Dimas tengah melangkah menuju lobby sebuah perusahaan penerbitan ketika sebuah teguran terdengar.
“Kau langsung pulang?“ Sari, editor di perusahaan tersebut langsung mencegatnya ketika ia baru saja keluar dari pintu lift..
Dimas menoleh dan melihat wanita itu mendekat ke arah dirinya.
“Ya.“
“Kau sudah dapat honor dari cetakan pertamamu?“
“Cetakan kedua,“ kata Dimas mengoreksi sembari menunjukkan selembar cek tunai dari saku bajunya. “Sudah.“
“Jadi mentraktir atau tidak?“
Dimas menyungging seulas senyum. “Pasti jadi.“
Wajah Sari yang mulanya ceria, hanya bertahan sedetik ketika Dimas dengan pura-pura lugu melanjutkan ucapannya.

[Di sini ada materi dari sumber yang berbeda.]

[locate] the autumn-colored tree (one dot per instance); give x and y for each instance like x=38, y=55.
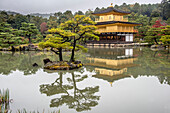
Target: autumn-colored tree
x=43, y=27
x=9, y=37
x=29, y=30
x=158, y=24
x=166, y=35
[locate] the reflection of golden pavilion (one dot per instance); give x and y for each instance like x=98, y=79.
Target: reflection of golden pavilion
x=112, y=64
x=110, y=72
x=114, y=68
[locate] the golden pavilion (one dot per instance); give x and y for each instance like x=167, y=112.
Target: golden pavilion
x=113, y=26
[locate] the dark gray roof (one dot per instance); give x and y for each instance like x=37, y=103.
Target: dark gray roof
x=110, y=9
x=112, y=22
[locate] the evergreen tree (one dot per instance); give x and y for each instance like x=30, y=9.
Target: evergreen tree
x=9, y=37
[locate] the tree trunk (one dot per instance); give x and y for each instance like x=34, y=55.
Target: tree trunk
x=60, y=54
x=13, y=49
x=73, y=50
x=29, y=40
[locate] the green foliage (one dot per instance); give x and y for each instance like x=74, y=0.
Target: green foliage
x=9, y=36
x=77, y=30
x=54, y=42
x=166, y=37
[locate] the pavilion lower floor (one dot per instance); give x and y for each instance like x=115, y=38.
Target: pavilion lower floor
x=113, y=38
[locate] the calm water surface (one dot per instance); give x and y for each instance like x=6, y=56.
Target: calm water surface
x=119, y=80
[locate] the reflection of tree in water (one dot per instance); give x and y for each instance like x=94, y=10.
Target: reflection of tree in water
x=72, y=96
x=21, y=61
x=156, y=63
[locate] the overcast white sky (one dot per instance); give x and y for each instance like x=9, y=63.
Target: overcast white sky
x=51, y=6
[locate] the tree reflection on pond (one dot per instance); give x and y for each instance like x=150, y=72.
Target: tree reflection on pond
x=80, y=99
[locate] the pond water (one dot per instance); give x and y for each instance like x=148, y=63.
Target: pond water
x=117, y=80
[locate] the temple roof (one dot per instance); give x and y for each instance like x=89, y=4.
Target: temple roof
x=113, y=22
x=111, y=10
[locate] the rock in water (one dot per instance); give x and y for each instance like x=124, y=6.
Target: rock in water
x=47, y=60
x=35, y=65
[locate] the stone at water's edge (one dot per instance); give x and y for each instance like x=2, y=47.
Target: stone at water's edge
x=62, y=65
x=46, y=61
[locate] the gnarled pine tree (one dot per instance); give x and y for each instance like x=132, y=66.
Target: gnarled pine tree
x=75, y=31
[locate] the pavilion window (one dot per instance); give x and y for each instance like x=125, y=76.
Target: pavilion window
x=113, y=17
x=110, y=17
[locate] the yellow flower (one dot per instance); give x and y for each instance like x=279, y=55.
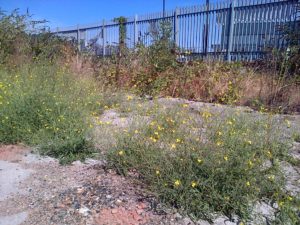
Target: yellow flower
x=250, y=163
x=219, y=143
x=177, y=183
x=193, y=184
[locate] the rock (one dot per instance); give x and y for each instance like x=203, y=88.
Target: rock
x=84, y=211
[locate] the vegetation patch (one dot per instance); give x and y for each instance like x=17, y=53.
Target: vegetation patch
x=207, y=164
x=46, y=106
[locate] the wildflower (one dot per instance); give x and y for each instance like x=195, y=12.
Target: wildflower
x=206, y=115
x=160, y=128
x=178, y=140
x=250, y=163
x=219, y=143
x=193, y=184
x=281, y=203
x=177, y=183
x=288, y=123
x=121, y=153
x=229, y=122
x=153, y=139
x=226, y=198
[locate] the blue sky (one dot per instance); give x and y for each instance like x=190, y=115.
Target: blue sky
x=61, y=13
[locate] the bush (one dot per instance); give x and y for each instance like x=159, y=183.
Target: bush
x=206, y=166
x=46, y=106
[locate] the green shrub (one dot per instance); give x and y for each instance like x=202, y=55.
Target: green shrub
x=206, y=166
x=46, y=106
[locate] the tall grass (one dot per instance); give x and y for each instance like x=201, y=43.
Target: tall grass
x=44, y=105
x=208, y=164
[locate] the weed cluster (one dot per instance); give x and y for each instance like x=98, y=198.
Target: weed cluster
x=46, y=106
x=207, y=164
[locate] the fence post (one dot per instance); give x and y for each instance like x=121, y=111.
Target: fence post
x=78, y=38
x=231, y=29
x=103, y=39
x=176, y=27
x=135, y=31
x=206, y=28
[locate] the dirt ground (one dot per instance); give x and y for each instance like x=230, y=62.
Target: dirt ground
x=37, y=190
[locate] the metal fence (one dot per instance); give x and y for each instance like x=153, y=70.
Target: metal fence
x=227, y=30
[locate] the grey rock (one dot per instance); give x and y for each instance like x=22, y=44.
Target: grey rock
x=15, y=219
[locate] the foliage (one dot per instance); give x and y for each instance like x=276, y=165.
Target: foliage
x=45, y=106
x=213, y=165
x=24, y=40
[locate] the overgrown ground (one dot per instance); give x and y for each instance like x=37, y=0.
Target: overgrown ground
x=208, y=161
x=205, y=160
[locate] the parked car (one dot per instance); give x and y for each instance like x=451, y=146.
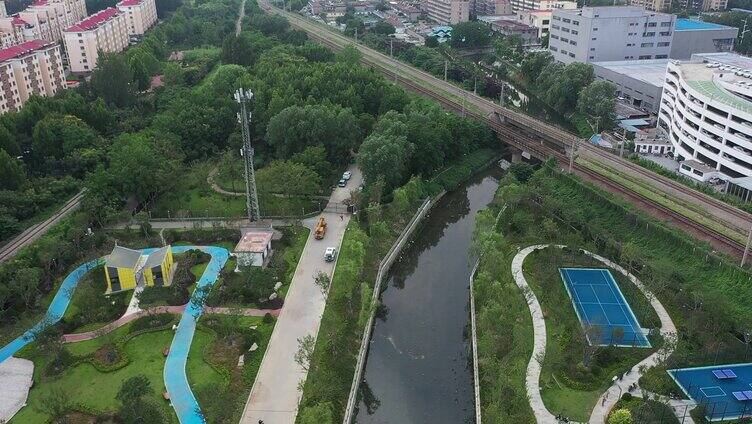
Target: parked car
x=330, y=253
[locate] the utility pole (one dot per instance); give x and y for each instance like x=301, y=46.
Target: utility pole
x=243, y=96
x=746, y=247
x=571, y=156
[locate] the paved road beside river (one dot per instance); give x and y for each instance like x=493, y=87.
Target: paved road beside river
x=274, y=398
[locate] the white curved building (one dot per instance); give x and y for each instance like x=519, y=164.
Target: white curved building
x=706, y=108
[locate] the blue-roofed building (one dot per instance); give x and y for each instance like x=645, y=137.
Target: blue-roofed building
x=693, y=36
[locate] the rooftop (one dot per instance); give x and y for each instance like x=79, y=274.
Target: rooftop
x=95, y=20
x=254, y=241
x=692, y=25
x=23, y=49
x=126, y=3
x=156, y=257
x=122, y=257
x=652, y=71
x=698, y=166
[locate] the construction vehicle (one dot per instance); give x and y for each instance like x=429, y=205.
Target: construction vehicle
x=320, y=229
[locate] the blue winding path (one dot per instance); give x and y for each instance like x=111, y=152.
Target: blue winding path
x=183, y=401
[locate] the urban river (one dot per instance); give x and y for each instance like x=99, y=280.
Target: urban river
x=418, y=368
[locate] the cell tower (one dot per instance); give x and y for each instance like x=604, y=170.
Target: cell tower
x=243, y=96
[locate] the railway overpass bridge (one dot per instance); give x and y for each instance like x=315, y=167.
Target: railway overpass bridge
x=643, y=188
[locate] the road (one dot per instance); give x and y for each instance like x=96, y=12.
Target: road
x=274, y=397
x=32, y=233
x=541, y=139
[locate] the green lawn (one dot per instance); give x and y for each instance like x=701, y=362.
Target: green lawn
x=568, y=384
x=97, y=390
x=192, y=196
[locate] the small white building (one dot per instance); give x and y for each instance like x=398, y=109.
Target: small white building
x=254, y=248
x=653, y=144
x=698, y=170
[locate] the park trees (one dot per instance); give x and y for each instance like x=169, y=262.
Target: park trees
x=470, y=34
x=288, y=177
x=597, y=101
x=113, y=80
x=295, y=128
x=12, y=173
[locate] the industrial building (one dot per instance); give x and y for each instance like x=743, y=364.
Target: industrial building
x=692, y=37
x=30, y=68
x=105, y=31
x=599, y=34
x=707, y=112
x=638, y=82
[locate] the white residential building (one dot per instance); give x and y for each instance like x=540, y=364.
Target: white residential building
x=448, y=12
x=599, y=34
x=105, y=31
x=140, y=15
x=32, y=67
x=542, y=4
x=706, y=109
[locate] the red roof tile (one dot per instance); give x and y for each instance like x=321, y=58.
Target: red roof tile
x=23, y=49
x=129, y=3
x=94, y=20
x=17, y=21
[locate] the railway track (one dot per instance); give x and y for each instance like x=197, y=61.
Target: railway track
x=528, y=134
x=35, y=231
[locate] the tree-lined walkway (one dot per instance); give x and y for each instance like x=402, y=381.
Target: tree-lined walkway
x=609, y=398
x=126, y=318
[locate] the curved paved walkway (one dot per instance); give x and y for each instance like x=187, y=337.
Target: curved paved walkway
x=532, y=375
x=609, y=398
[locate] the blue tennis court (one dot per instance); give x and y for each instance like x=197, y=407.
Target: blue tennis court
x=725, y=391
x=602, y=309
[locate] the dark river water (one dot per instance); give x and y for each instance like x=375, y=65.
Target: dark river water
x=417, y=369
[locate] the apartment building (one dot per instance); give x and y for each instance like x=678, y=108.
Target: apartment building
x=707, y=112
x=599, y=34
x=105, y=31
x=540, y=19
x=140, y=15
x=518, y=5
x=14, y=30
x=652, y=5
x=32, y=67
x=448, y=12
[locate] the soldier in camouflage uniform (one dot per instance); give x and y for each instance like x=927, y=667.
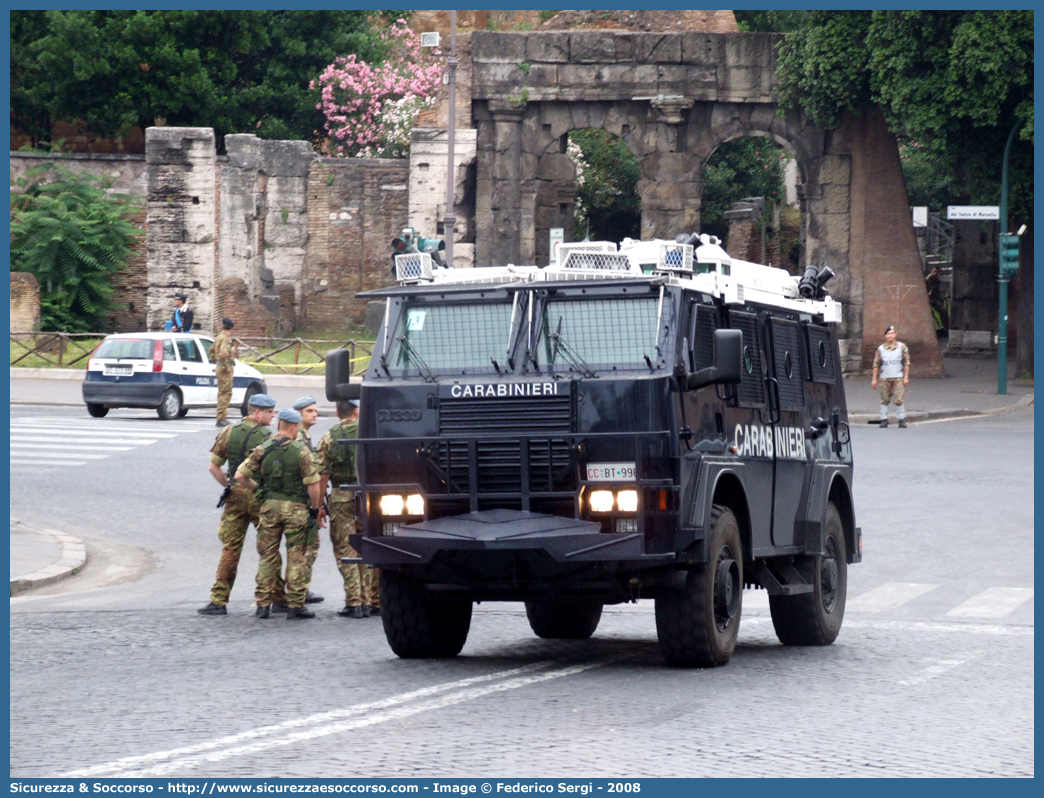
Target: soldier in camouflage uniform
x=233, y=444
x=336, y=464
x=284, y=474
x=309, y=411
x=222, y=354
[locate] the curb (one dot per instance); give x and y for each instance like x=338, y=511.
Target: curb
x=915, y=416
x=73, y=558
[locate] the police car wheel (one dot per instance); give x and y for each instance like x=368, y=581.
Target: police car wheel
x=418, y=627
x=815, y=618
x=170, y=404
x=697, y=625
x=562, y=620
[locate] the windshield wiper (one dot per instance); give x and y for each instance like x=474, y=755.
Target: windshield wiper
x=412, y=355
x=571, y=354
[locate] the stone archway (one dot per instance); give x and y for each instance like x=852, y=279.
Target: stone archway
x=674, y=98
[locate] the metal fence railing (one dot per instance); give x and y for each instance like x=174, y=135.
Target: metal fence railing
x=283, y=355
x=58, y=349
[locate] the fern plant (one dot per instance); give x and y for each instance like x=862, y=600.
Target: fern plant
x=73, y=235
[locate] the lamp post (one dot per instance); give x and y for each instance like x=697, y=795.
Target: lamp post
x=450, y=216
x=1004, y=273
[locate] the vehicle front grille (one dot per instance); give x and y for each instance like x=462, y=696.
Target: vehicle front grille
x=500, y=462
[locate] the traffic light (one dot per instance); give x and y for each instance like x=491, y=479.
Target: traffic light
x=1009, y=254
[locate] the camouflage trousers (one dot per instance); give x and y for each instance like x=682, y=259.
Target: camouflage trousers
x=892, y=390
x=279, y=519
x=360, y=581
x=240, y=511
x=223, y=374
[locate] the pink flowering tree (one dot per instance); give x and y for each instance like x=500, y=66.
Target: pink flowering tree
x=370, y=108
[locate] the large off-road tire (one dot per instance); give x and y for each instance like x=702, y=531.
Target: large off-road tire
x=418, y=626
x=564, y=620
x=815, y=618
x=697, y=625
x=170, y=404
x=252, y=391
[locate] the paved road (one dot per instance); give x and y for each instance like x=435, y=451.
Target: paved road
x=112, y=673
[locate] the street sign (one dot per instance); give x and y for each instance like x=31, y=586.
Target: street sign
x=558, y=236
x=981, y=212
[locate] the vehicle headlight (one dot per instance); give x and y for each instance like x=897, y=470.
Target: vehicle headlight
x=601, y=501
x=626, y=501
x=392, y=503
x=414, y=505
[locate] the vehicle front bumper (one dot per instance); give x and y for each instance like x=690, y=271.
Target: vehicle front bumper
x=123, y=394
x=567, y=541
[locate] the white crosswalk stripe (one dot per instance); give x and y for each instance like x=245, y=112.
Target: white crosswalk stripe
x=887, y=596
x=992, y=603
x=40, y=441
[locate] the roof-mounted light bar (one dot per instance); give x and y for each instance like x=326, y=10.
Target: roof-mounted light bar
x=412, y=267
x=563, y=250
x=597, y=261
x=674, y=257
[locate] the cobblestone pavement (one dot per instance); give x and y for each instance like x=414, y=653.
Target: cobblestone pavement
x=899, y=699
x=931, y=675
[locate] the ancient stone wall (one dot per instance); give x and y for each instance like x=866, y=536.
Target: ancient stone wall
x=355, y=208
x=182, y=221
x=882, y=251
x=673, y=98
x=24, y=302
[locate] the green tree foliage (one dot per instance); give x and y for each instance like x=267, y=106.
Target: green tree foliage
x=236, y=71
x=608, y=205
x=740, y=168
x=950, y=84
x=72, y=235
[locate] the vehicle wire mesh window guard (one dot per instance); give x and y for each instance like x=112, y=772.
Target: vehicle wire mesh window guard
x=751, y=392
x=788, y=362
x=600, y=332
x=452, y=337
x=821, y=354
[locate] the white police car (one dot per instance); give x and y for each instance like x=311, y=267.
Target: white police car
x=168, y=371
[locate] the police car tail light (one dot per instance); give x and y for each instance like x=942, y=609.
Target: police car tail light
x=414, y=505
x=626, y=501
x=392, y=503
x=601, y=501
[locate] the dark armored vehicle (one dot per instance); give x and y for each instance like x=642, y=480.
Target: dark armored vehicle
x=660, y=421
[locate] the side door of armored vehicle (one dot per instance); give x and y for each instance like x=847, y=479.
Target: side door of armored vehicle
x=748, y=424
x=788, y=415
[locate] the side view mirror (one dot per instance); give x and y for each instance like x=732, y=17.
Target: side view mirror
x=339, y=383
x=728, y=361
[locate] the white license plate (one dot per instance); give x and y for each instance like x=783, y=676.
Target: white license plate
x=611, y=472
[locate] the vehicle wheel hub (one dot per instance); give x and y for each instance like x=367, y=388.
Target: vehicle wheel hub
x=727, y=589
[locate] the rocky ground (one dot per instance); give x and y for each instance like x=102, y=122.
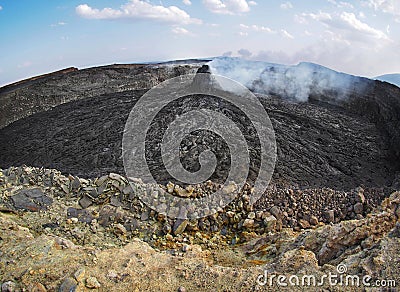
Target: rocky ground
x=70, y=221
x=318, y=146
x=70, y=234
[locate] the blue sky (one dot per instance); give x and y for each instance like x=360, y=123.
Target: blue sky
x=360, y=37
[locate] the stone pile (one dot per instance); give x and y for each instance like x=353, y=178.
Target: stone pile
x=111, y=202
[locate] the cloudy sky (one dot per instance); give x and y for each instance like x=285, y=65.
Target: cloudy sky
x=360, y=37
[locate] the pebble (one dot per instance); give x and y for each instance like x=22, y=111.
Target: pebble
x=119, y=229
x=39, y=287
x=69, y=285
x=8, y=286
x=179, y=226
x=92, y=283
x=313, y=220
x=330, y=216
x=275, y=211
x=248, y=223
x=79, y=275
x=304, y=223
x=358, y=208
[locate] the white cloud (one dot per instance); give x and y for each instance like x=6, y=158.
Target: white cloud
x=388, y=6
x=255, y=27
x=285, y=34
x=286, y=5
x=353, y=23
x=180, y=30
x=244, y=53
x=228, y=6
x=137, y=9
x=60, y=23
x=341, y=4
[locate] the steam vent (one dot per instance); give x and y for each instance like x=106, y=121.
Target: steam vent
x=71, y=219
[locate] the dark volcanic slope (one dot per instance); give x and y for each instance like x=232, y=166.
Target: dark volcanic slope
x=318, y=146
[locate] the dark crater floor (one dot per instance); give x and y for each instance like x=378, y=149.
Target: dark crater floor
x=318, y=145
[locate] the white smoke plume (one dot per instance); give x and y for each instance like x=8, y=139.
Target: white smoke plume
x=296, y=83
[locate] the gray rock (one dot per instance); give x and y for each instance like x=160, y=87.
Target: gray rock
x=248, y=223
x=8, y=286
x=276, y=212
x=75, y=184
x=313, y=220
x=179, y=226
x=31, y=200
x=329, y=216
x=358, y=208
x=69, y=285
x=85, y=202
x=92, y=283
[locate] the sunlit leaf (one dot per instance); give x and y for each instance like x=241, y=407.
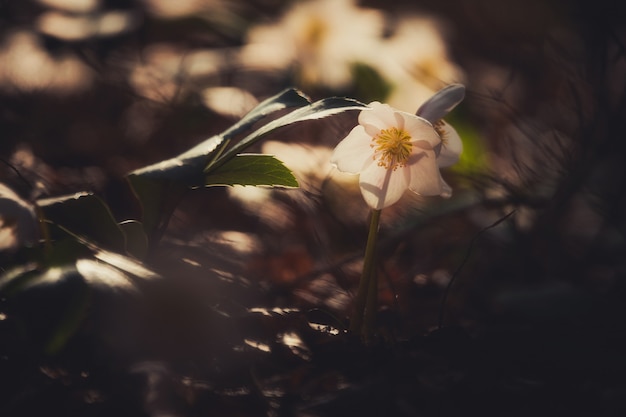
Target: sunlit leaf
x=18, y=222
x=84, y=214
x=49, y=304
x=160, y=186
x=136, y=239
x=252, y=169
x=187, y=167
x=318, y=110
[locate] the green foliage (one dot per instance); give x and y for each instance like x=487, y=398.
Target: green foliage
x=159, y=187
x=84, y=214
x=252, y=169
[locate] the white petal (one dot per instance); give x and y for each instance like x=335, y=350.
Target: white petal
x=425, y=176
x=352, y=153
x=452, y=148
x=446, y=189
x=420, y=130
x=383, y=187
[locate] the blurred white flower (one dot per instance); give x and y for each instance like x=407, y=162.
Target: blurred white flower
x=319, y=39
x=393, y=151
x=77, y=27
x=416, y=61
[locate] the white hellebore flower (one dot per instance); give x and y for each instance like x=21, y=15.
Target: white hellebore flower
x=393, y=151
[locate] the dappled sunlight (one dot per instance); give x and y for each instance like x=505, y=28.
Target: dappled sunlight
x=27, y=66
x=215, y=207
x=76, y=28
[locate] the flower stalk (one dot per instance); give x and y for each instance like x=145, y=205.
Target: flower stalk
x=364, y=314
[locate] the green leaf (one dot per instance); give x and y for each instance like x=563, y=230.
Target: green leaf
x=252, y=169
x=187, y=167
x=136, y=239
x=318, y=110
x=84, y=214
x=159, y=187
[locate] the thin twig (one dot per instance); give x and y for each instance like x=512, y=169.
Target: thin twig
x=462, y=264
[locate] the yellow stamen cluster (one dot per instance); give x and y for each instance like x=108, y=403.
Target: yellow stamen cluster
x=392, y=147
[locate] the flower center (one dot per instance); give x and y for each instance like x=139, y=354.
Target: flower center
x=392, y=147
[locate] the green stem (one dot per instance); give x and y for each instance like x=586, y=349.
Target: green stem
x=368, y=284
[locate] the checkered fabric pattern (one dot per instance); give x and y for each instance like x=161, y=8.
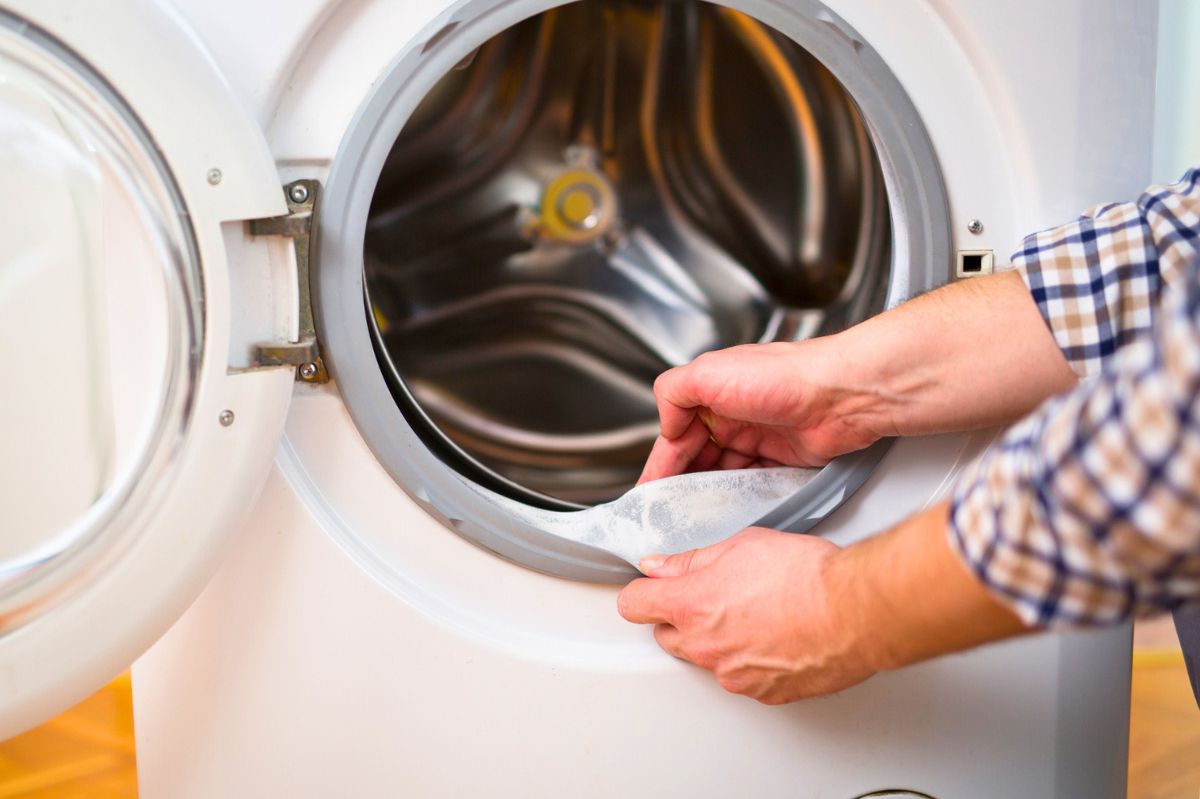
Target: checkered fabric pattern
x=1089, y=510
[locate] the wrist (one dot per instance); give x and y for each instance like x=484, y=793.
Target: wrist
x=853, y=611
x=856, y=380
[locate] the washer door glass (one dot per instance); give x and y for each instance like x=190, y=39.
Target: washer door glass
x=100, y=325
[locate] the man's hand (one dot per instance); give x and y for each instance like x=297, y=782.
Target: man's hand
x=760, y=404
x=969, y=355
x=783, y=617
x=757, y=611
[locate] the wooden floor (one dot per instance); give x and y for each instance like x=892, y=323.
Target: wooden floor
x=85, y=752
x=88, y=751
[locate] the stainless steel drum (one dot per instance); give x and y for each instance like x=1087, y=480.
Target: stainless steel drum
x=597, y=194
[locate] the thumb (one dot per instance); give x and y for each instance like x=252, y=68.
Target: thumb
x=683, y=563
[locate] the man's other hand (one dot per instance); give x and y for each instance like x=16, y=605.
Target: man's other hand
x=757, y=611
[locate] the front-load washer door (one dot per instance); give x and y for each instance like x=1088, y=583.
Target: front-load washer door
x=136, y=425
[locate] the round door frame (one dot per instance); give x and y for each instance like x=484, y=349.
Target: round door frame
x=921, y=260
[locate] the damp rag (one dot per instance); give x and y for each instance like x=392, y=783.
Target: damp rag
x=676, y=514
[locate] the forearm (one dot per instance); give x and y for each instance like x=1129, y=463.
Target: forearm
x=971, y=354
x=905, y=596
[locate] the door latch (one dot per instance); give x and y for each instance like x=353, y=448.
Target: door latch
x=299, y=224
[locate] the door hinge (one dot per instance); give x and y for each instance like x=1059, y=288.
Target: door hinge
x=299, y=224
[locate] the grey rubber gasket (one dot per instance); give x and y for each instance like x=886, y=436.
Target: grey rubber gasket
x=921, y=260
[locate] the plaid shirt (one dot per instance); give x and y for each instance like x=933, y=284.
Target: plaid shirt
x=1087, y=511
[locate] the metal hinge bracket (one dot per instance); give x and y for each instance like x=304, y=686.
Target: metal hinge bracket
x=299, y=226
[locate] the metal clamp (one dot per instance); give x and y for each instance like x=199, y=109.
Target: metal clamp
x=299, y=226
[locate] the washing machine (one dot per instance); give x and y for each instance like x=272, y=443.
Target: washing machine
x=306, y=304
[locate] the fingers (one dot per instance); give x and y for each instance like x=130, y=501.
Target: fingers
x=684, y=563
x=648, y=601
x=675, y=456
x=677, y=397
x=671, y=640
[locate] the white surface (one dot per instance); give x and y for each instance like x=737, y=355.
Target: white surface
x=1176, y=106
x=177, y=538
x=353, y=646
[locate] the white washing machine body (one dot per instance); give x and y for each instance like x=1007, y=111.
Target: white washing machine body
x=351, y=644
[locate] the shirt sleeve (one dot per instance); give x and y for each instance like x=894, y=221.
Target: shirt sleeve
x=1089, y=510
x=1097, y=280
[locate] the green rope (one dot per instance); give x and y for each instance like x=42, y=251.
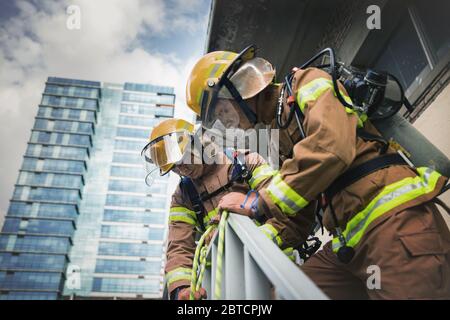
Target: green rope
x=200, y=254
x=201, y=262
x=218, y=282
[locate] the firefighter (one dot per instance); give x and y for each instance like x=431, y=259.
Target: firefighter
x=197, y=199
x=389, y=240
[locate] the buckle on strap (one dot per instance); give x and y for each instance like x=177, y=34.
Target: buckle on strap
x=360, y=171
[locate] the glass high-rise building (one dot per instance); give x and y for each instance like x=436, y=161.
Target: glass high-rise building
x=81, y=222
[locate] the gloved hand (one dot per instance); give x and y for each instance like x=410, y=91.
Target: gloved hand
x=184, y=294
x=233, y=200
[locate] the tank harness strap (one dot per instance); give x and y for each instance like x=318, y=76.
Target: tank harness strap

“Dari honor ini, masih cukuplah aku sisihkan sebagian untuk mentraktir kau, Sissy dan pak Hernawan. Makan ramai-ramai di fast food tak apa-apa kan?“
Dimas tetap dengan kepura-puraanya ketika memasukkan kembali lembaran cek tunai tadi ke saku bajunya. Tidak menggubris air muka Sari yang berubah, Dimas mencoba mengalihkan subyek pembicaraan.
“Bagaimana menurutmu dengan draft novel yang terakhir kukirim. Suka?“
Agak lama Sari baru menjawab.
“Suka.“
Dimas diam. Mengharapkan Sari memberikan penilaian lebih jauh. Tapi ternyata memang hanya sepatah kata itu saja yang keluar dari mulut wanita itu.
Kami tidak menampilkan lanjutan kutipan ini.